Следом за разбитыми готами в Центральную и Западную Европу хлынули гуннские полчища. В 451 г. возглавляемые Аттилой гунны потерпели тотальный разгром от объединенного германско-римского войска во главе с готским королем Теодориком Великим и римским полководцем Аэцием. Этим был положен конец гуннской экспансии в Европе. Остатки разгромленной орды отступили в Восточную Европу, где смешались с болгарами — второй волной азиатских кочевников.

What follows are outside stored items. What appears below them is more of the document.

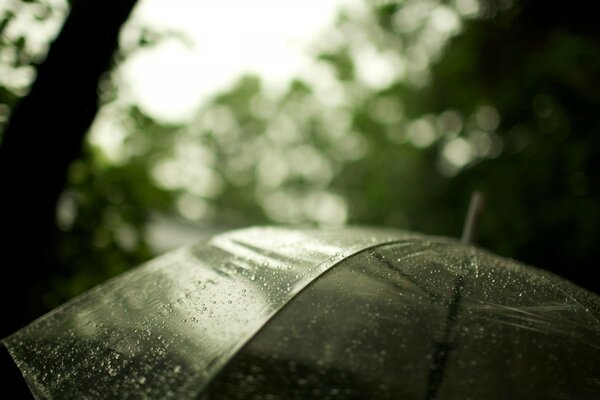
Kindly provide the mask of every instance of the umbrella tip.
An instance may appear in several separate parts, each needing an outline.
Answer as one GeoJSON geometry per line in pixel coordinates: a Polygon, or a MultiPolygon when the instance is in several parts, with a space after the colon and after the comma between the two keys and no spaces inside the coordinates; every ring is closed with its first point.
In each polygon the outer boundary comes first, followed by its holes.
{"type": "Polygon", "coordinates": [[[471,193],[471,200],[469,201],[469,209],[467,211],[467,217],[465,219],[465,225],[463,227],[461,242],[465,244],[473,244],[477,238],[477,225],[479,217],[483,211],[484,196],[480,191],[474,191],[471,193]]]}

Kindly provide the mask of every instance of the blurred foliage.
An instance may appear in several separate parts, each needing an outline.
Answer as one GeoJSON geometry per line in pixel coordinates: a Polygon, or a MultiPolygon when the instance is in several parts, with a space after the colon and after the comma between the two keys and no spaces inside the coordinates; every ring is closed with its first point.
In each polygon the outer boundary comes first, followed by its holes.
{"type": "Polygon", "coordinates": [[[171,145],[172,130],[135,109],[129,110],[128,117],[132,126],[143,131],[147,144],[143,152],[131,154],[127,164],[118,164],[88,147],[81,160],[71,165],[70,185],[57,210],[61,231],[57,251],[63,269],[49,282],[49,306],[154,255],[144,231],[149,212],[168,212],[173,199],[149,179],[147,168],[155,155],[171,145]]]}
{"type": "MultiPolygon", "coordinates": [[[[483,246],[598,291],[596,32],[577,4],[370,3],[341,13],[285,91],[245,76],[186,126],[107,77],[58,210],[66,267],[49,306],[148,258],[151,213],[459,236],[473,190],[483,246]]],[[[19,46],[3,36],[3,63],[30,65],[19,46]]],[[[23,94],[0,82],[0,123],[23,94]]]]}

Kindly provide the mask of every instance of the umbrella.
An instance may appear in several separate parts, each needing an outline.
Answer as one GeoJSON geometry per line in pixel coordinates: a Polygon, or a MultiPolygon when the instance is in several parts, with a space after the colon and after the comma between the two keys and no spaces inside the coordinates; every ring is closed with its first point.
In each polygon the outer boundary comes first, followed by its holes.
{"type": "Polygon", "coordinates": [[[36,398],[600,398],[600,299],[455,240],[257,227],[3,340],[36,398]]]}

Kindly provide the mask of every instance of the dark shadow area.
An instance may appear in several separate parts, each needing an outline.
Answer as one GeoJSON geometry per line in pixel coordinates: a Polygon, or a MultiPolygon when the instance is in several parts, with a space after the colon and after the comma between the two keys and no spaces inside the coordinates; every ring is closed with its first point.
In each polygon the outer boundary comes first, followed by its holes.
{"type": "Polygon", "coordinates": [[[6,347],[0,345],[0,373],[2,374],[2,392],[13,399],[32,400],[31,391],[23,379],[6,347]]]}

В 476 г. пала Западная Римская империя, не выдержав натиска варварских племен. Был ликвидирован последний оплот рабовладельчества в Европе. Однако Восточная Римская империя устояла и, постепенно преодолевая социальный кризис, трансформировалась в раннефеодальное государство, репрезентанта новой системы отношений. Для этого потребовались длительное время и глубокие общественные потрясения, наиболее концентрированным проявлением которых стала бурная пора иконоборчества. Только в начале IX в. процессы, происходившие в недрах византийского общества, приобрели более-менее завершенный характер.

Для восточных славян все эти события имели существенное значение. Гуннское нашествие не задело основной части их земель, более того, имеются все основания утверждать, что в период схватки гуннов с готами анты выступали союзниками первых [471, с. 25—26; 474]. Именно на послегуннский период приходится подъем Антского царства. Началось мощное движение славянских племен за Дунай, что вскоре привело к тотальной славянизации балканских владений Византии [90; 184; 343; 346; 412; 889; 899 и др.].

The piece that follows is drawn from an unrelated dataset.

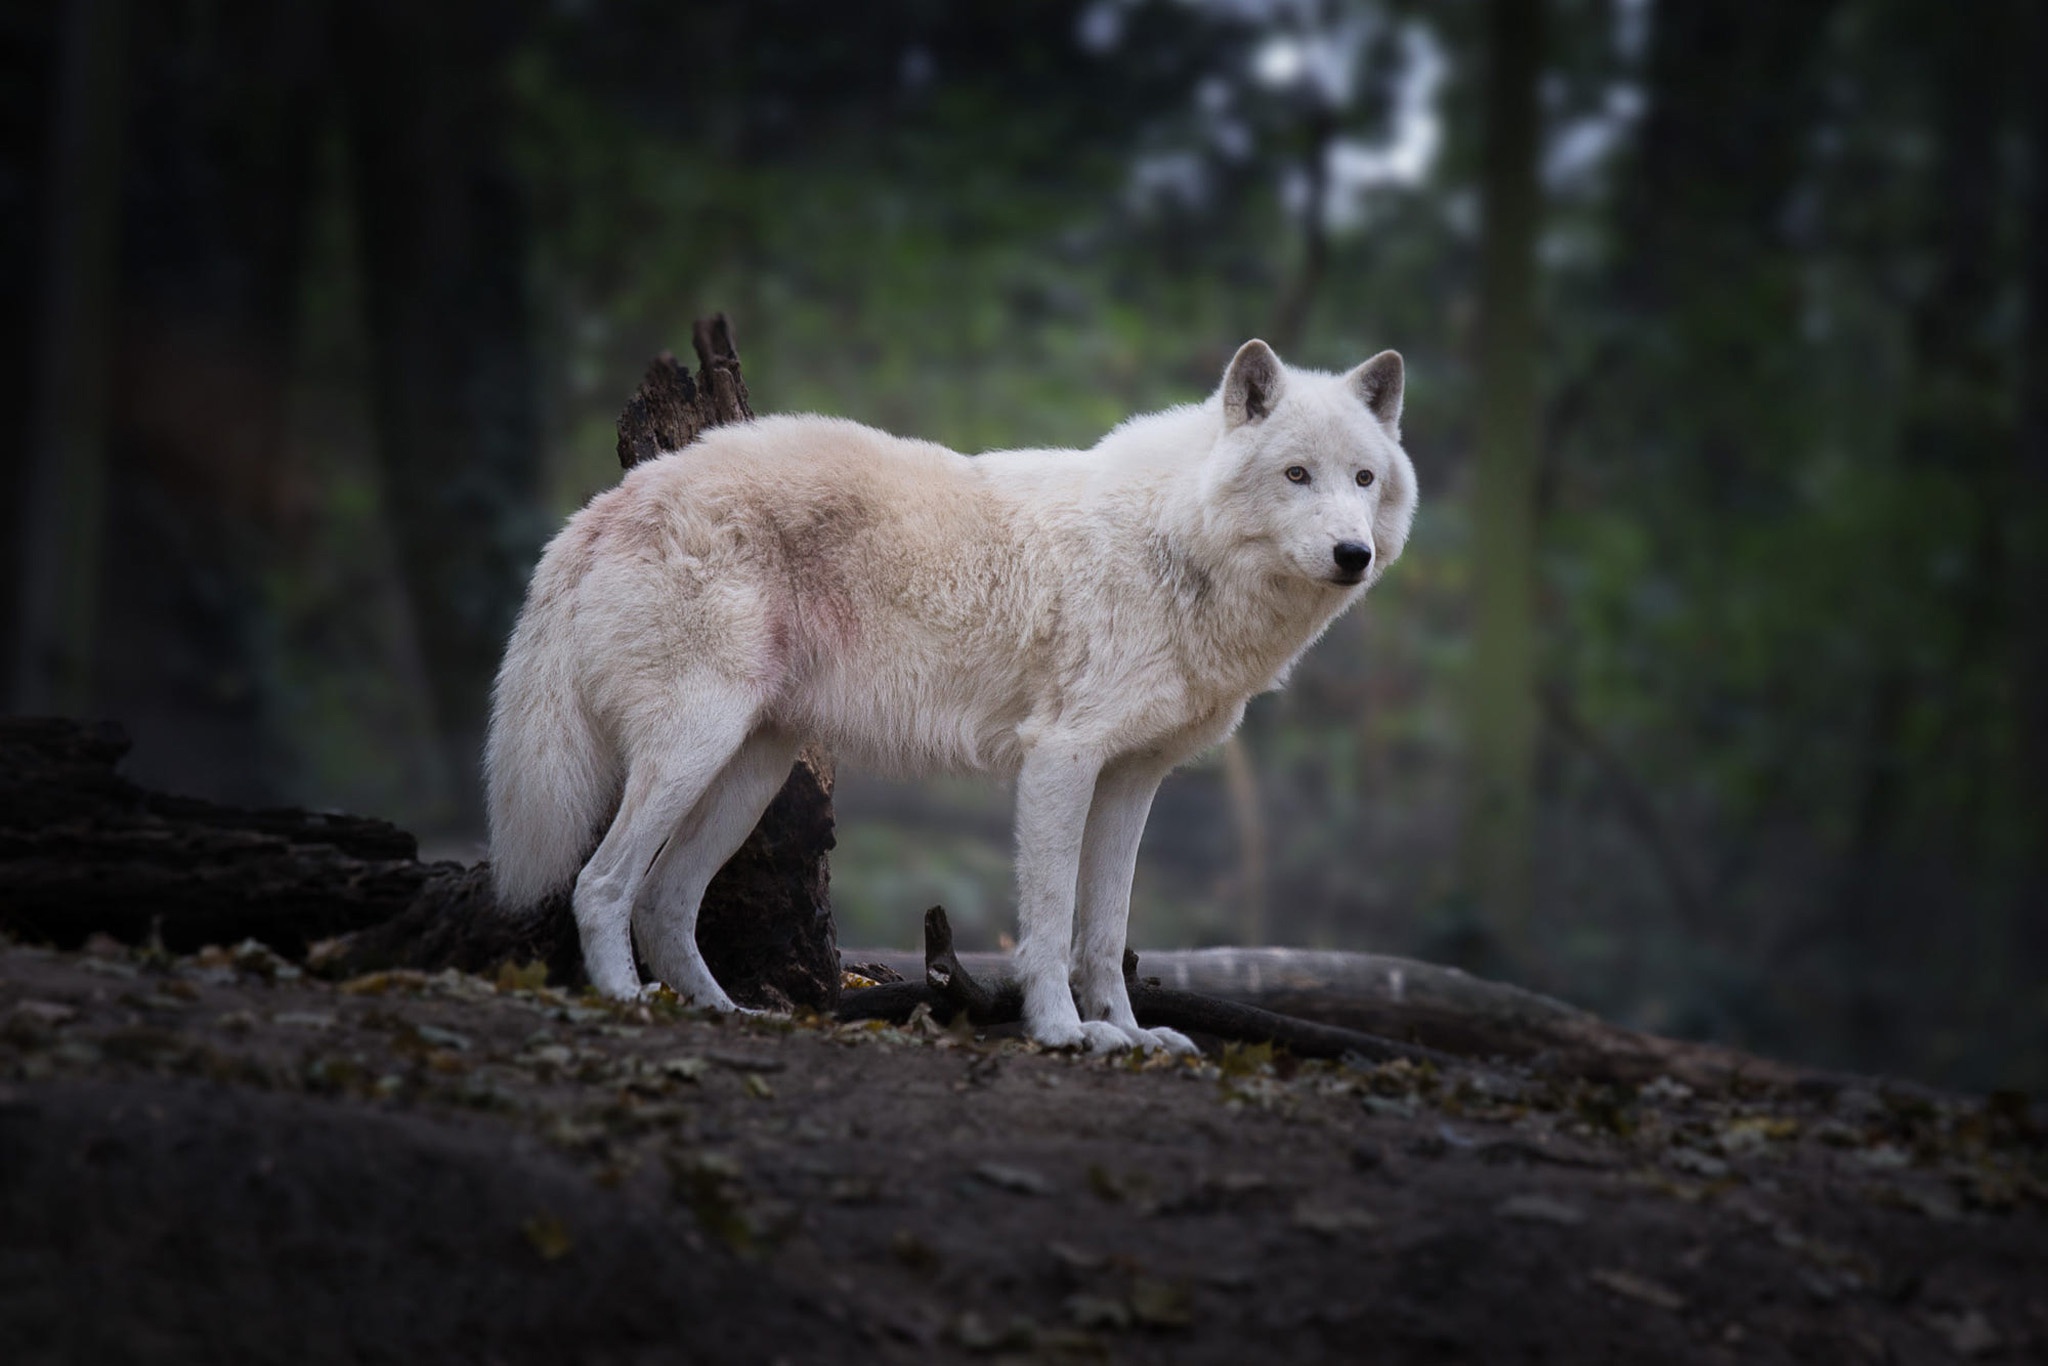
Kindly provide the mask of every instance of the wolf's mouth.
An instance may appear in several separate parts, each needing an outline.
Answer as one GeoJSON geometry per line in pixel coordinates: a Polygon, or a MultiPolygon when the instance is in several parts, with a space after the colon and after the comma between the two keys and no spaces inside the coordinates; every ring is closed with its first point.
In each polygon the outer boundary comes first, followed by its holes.
{"type": "Polygon", "coordinates": [[[1339,588],[1356,588],[1358,587],[1358,585],[1365,582],[1365,575],[1332,574],[1330,575],[1330,582],[1336,584],[1339,588]]]}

Ситуация коренным образом изменилась после третьей волны азиатских номадов — аварской, появившейся на восточноевропейском горизонте в 558 г. Пройдя через причерноморский и нижнедунайский коридор, авары около 568 г. образовали в Карпатской котловине примитивное объединение государственного типа — каганат. С этого времени начинается период славяно-аварских войн (568—635 гг.), что явилось причиной глубоких сдвигов в общеполитической обстановке на востоке Европы. Эти изменения фатально отразились на ходе социального развития наших предков. Можно сказать: чем гунны были для готов, тем для славян стали авары.

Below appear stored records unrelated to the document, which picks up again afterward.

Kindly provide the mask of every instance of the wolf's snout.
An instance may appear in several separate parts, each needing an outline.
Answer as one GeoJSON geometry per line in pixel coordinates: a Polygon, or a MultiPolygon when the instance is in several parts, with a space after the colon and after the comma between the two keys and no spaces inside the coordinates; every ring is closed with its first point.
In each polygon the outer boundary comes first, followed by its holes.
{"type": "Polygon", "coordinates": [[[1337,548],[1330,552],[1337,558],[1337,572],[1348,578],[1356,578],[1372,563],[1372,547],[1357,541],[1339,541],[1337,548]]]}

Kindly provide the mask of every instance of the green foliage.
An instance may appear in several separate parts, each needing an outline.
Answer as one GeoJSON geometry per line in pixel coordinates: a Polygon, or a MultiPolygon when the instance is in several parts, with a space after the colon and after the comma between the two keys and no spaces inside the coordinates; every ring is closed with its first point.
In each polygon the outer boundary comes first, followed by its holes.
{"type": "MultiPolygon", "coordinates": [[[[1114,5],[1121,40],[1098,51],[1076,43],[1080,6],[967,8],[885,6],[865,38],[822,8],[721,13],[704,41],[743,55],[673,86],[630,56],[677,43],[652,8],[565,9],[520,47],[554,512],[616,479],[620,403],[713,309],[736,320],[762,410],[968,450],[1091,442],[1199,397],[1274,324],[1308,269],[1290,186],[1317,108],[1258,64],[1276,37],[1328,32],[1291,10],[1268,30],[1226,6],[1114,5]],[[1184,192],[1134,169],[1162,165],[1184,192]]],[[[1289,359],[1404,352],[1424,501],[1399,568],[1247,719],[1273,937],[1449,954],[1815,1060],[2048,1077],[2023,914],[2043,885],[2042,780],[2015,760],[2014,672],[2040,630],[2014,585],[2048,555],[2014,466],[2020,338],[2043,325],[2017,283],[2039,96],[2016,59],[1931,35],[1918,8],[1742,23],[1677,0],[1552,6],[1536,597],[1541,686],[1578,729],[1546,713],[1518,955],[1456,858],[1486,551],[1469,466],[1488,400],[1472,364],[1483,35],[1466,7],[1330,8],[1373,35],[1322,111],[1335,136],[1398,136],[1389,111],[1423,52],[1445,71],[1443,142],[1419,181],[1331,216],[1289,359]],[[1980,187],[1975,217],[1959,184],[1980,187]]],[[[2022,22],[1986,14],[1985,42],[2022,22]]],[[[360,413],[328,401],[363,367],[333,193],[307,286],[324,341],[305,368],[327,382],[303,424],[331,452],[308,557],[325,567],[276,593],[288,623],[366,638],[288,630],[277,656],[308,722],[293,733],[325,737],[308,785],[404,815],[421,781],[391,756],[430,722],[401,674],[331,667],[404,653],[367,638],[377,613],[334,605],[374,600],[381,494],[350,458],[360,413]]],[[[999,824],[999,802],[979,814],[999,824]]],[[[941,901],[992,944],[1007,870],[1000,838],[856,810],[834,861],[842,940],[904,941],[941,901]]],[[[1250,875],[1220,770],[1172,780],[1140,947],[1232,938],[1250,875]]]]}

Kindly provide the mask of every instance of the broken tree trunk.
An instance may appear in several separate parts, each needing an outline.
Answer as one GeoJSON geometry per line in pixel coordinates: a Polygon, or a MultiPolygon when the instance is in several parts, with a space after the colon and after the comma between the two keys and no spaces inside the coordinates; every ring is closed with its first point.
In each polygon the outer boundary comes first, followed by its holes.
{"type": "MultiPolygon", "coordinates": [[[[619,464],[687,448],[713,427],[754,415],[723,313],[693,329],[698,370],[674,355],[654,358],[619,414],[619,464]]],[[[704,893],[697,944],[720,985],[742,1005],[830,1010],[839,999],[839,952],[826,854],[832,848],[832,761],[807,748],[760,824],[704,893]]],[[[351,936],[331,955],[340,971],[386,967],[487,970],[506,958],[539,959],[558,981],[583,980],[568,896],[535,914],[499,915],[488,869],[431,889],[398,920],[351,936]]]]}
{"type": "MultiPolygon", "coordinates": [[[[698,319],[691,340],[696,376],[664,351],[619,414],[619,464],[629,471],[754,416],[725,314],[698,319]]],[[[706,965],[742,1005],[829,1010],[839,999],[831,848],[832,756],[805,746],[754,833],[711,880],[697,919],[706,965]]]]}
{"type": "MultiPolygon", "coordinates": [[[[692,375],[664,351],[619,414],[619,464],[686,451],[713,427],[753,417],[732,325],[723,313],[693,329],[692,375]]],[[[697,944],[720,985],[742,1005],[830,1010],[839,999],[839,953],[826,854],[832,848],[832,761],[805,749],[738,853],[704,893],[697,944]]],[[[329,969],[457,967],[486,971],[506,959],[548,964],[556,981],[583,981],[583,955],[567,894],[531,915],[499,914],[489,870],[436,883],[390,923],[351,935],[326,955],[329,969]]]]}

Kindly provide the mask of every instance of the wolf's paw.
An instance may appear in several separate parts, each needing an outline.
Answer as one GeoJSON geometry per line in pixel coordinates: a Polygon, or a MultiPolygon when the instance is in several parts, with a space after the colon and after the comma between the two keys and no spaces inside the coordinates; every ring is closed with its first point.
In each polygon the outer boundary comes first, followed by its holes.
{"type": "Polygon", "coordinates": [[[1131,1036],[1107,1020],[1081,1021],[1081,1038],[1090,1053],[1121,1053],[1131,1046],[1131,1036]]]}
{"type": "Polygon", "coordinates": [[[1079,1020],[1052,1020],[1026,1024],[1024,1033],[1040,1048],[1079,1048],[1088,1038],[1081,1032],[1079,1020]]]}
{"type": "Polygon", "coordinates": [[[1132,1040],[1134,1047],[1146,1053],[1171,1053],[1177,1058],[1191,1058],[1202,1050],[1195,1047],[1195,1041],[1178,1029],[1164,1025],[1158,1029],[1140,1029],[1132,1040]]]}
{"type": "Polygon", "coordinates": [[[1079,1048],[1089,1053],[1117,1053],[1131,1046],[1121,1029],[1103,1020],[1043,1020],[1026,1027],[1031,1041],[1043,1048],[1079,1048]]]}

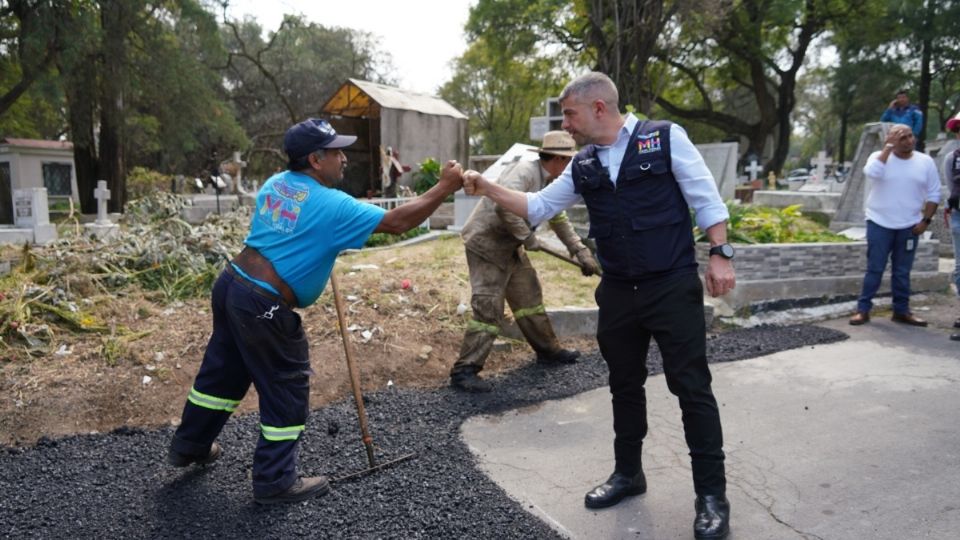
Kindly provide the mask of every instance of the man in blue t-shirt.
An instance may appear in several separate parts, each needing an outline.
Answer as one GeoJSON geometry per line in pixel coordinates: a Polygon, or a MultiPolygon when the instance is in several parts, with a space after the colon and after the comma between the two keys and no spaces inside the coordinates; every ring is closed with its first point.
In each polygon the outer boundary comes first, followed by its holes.
{"type": "Polygon", "coordinates": [[[356,140],[316,118],[287,130],[287,170],[260,189],[246,247],[213,287],[213,334],[170,443],[167,462],[176,467],[216,461],[214,440],[253,383],[260,397],[253,496],[261,504],[330,489],[322,476],[297,473],[313,370],[294,308],[317,300],[342,250],[363,247],[374,232],[416,227],[463,184],[460,164],[448,161],[437,185],[403,206],[359,202],[334,188],[347,165],[341,148],[356,140]]]}
{"type": "Polygon", "coordinates": [[[923,112],[916,105],[910,103],[906,90],[897,90],[897,97],[890,102],[887,110],[880,116],[881,122],[892,122],[894,124],[905,124],[910,126],[910,131],[917,140],[916,149],[920,149],[920,134],[923,132],[923,112]]]}

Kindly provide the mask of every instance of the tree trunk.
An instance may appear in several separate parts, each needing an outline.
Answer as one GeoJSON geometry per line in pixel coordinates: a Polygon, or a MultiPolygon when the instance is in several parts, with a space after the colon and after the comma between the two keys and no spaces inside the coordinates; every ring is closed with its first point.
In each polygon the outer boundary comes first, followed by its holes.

В результате вооруженной конфронтации, которая длилась более 60 лет, Антское объединение прекратило свое существование. В 30-е годы VII в. начинает формироваться новое, более могущественное и значительно более широкое политическое объединение — Русь. В 20—30-е годы VII в. на руинах Склавинского царства возникает новое политическое образование — ”государство Само” [841] (ее восточнославянский аналог с определенным основанием можно было бы назвать ”государством Кия”). Позднее оно трансформировалось в Великоморавское княжество.

Крах Римской империи, главного оплота раннего христианства, не мог не подорвать в определенной мере позиций новой веры в глазах языческого мира. Социальная система раннего средневековья, которая опиралась на внеэкономическое принуждение и грубую военную силу, выработала и соответствующий этический взгляд на вещи. Доктрина ”прав тот, кто сильнее” находила своеобразную интерпретацию в сфере религиозно-культовых представлений. Бог, оказавшийся неспособным защитить своих адептов от варварского нашествия, в глазах тогдашней аудитории не мог расчитывать на признание и почет. Нужна была изысканная диалектика ранней патристики, чтобы как-то нейтрализовать и преодолеть впечатление от трагического поворота политических событий великого переселения народов.

Поэтому, вероятно, в конце V, в VI и VII вв. христианство находило среди славян (в частности, восточных) меньшее признание, чем в предыдущую эпоху. Во всяком случае, среди многочисленных сведений о наших предках, содержащихся в произведениях византийских писателей того времени, упоминания о распространении новой веры отсутствуют. Вместе с тем было бы ошибочно рассматривать антов и склавинов VI—VII вв. как классических язычников.

Прокопий Кесарийский. К vi в. относится произведение греческого автора Прокопия Кесарийского (между 490 и 507 — после 562 гг.), которое справедливо признается одним из выдающихся источников по ранней истории славян.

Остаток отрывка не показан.